1843-1847: A Time of Coasting and Jockeying for Power

Between 1843 and 1847 there were four presidents of Haiti, none of them accomplishing very much, but the last three had a special place in setting the stage for the presidency of Faustin Soulouque, and of instituting an especially disturbing practice of government in Haiti.

Charles Riviere-Harard led the revolt again Boyer and took over when he fled. He mainly spent his time trying to hold on to power, which he couldn't do and in turn gave way to Phillipe Guerrier.

Guerrier, who became president on May 3, 1844 ignored the elaborate new constitution and ruled by decree. However, he was 87 when put into power and died only 11 months later on April 15, 1845.

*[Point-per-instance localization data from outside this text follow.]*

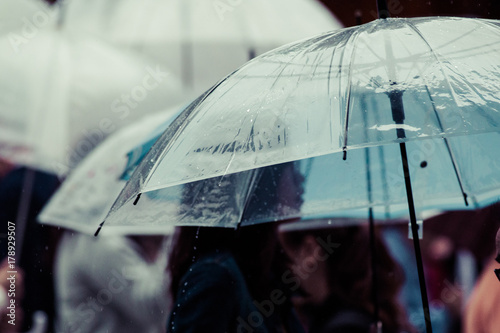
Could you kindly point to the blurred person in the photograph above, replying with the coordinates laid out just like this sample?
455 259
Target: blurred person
36 254
481 312
334 278
11 290
227 280
401 248
112 284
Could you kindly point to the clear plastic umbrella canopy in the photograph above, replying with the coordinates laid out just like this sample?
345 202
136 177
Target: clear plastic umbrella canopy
201 41
318 99
64 93
86 196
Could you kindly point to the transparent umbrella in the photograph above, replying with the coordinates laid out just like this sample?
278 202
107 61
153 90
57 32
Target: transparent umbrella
379 98
200 41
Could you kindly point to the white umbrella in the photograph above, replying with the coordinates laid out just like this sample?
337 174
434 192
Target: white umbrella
201 41
86 196
62 94
22 19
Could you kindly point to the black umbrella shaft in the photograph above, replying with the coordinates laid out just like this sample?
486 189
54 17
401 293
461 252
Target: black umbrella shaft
398 115
383 11
416 242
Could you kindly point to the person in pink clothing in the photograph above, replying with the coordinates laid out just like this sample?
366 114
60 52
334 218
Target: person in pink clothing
483 309
482 314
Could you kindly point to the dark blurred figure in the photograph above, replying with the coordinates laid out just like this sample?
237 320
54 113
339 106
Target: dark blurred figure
334 272
39 241
226 280
11 288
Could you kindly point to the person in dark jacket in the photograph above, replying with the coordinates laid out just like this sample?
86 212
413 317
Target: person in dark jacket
227 280
333 267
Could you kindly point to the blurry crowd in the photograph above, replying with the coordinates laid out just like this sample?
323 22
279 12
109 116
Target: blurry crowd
291 276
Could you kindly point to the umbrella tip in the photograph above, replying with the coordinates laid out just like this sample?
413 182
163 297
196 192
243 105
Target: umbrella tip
98 229
137 199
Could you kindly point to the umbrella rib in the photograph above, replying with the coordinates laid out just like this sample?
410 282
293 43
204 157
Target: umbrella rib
348 104
448 148
446 76
328 89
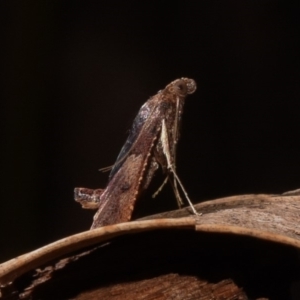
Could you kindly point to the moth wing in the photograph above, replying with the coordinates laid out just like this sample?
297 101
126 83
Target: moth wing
136 129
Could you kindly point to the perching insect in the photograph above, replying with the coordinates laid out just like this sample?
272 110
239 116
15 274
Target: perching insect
152 142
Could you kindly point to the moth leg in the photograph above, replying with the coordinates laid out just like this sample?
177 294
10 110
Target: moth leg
161 187
88 198
165 146
153 166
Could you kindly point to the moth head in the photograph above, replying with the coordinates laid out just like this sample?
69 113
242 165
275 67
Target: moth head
182 87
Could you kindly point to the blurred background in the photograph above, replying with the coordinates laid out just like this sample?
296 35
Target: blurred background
75 73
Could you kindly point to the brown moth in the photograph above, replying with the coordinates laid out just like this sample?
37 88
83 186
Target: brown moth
152 142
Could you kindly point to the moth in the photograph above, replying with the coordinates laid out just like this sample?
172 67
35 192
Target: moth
151 143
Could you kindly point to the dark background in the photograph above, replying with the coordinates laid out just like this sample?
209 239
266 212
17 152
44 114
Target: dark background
75 73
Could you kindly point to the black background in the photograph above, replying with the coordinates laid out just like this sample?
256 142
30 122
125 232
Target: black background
75 73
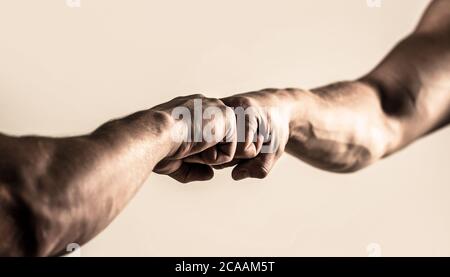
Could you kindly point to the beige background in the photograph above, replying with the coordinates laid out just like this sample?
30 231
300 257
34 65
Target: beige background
64 71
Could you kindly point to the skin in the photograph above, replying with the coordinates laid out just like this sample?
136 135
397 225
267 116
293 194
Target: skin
56 191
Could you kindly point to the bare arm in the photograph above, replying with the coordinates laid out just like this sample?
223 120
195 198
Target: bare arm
347 126
57 191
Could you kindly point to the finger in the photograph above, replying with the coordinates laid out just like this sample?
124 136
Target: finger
247 137
222 152
188 172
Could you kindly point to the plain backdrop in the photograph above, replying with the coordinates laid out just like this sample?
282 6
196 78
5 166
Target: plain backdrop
65 71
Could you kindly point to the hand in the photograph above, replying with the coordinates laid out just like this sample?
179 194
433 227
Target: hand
203 133
263 119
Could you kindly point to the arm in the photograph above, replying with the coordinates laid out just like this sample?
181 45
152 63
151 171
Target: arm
349 125
56 191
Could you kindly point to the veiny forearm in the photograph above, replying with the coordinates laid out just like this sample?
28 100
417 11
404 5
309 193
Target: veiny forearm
67 190
349 125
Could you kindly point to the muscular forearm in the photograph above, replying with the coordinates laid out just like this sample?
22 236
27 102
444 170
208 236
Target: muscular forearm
67 190
341 127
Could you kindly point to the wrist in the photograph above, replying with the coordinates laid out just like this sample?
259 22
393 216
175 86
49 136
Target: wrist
172 131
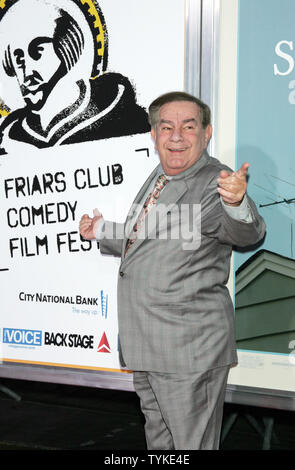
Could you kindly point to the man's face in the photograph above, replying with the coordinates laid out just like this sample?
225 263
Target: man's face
35 65
179 137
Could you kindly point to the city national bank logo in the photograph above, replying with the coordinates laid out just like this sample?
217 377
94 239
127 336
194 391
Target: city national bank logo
72 340
17 337
104 344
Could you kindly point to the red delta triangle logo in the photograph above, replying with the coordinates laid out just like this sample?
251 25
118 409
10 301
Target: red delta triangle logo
104 344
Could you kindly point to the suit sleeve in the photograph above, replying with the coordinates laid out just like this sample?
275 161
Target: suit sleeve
216 222
111 239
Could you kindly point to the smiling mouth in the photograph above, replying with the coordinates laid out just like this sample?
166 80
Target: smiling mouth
177 150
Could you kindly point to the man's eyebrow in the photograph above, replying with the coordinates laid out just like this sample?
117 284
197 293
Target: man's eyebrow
185 121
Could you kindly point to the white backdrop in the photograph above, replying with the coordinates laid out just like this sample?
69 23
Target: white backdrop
58 294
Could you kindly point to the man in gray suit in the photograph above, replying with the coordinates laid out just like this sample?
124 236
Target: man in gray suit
176 323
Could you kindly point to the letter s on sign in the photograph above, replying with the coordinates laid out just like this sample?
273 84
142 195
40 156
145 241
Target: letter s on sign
284 56
292 353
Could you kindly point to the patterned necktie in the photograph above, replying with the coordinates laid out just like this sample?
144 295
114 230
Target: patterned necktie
148 205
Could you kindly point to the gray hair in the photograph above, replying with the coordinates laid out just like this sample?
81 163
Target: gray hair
154 108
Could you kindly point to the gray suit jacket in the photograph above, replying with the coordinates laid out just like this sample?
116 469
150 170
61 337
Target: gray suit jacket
175 313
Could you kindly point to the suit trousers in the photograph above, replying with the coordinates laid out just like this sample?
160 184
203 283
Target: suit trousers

Guerrier was quickly followed by Jean-Louis Pierrot, who, like Guerrier was in his last days, becoming president when he was already 84. He wasn't much into his role as president and in effect became president and retired to his plantation in the same week! He also lasted 11 months, and in a coup d'etat was replaced by Jean-Baptist Riche.

Riche was a youngster in this crowd, being only 70 years old. He soon died. The Heinls describe his death as " overdose of the aphrodisiac cantharides, seeking, wrote Dorsainvil, 'a vigor incompatible with his advanced age.'" (Heinl, 1978, p. 191)

The rule of these three do-nothing presidents was mainly an attempt of others to consolidate power and bring some unity to a divided nation. Their most important place in Haitian history as I see it is that they are the first, and perhaps most extraordinary examples, of the policy known as "governement de doublure." That is, a puppet leader.

In all three cases the presidents were blacks. They were chosen because of who they had been, that there were black, and old and believed to be malleable. They were controlled by the mulatto Boyerist elite who knew they had to address the concerns of the black masses and particularly black generals and revolutionaries.

The role of the three was to do what they were told and give the appearance of black rule.

This strategy was then continued the fourth time with the election of Faustin Soulouque, but, as we shall see, completely backfired.

However, after the relatively long rule of Faustin Soulouque and his successor, Fabre Geffrard, the politics of the double or the puppet would return often to Haitian politics in the waning years of the 19th century. It would even rear it's head in the mid-20th century when on November 22, 1957 a "puppet" was put into office, Francois Duvalier! I would say, that was a policy ending with a bang, but it didn't even end with Duvalier, no matter how much it failed, even more fully than with Soulouque, but the policy has been revived in the post-Duvalier days at least twice with Leslie Manigat and during the coup with the presidency of Louis Jolissant.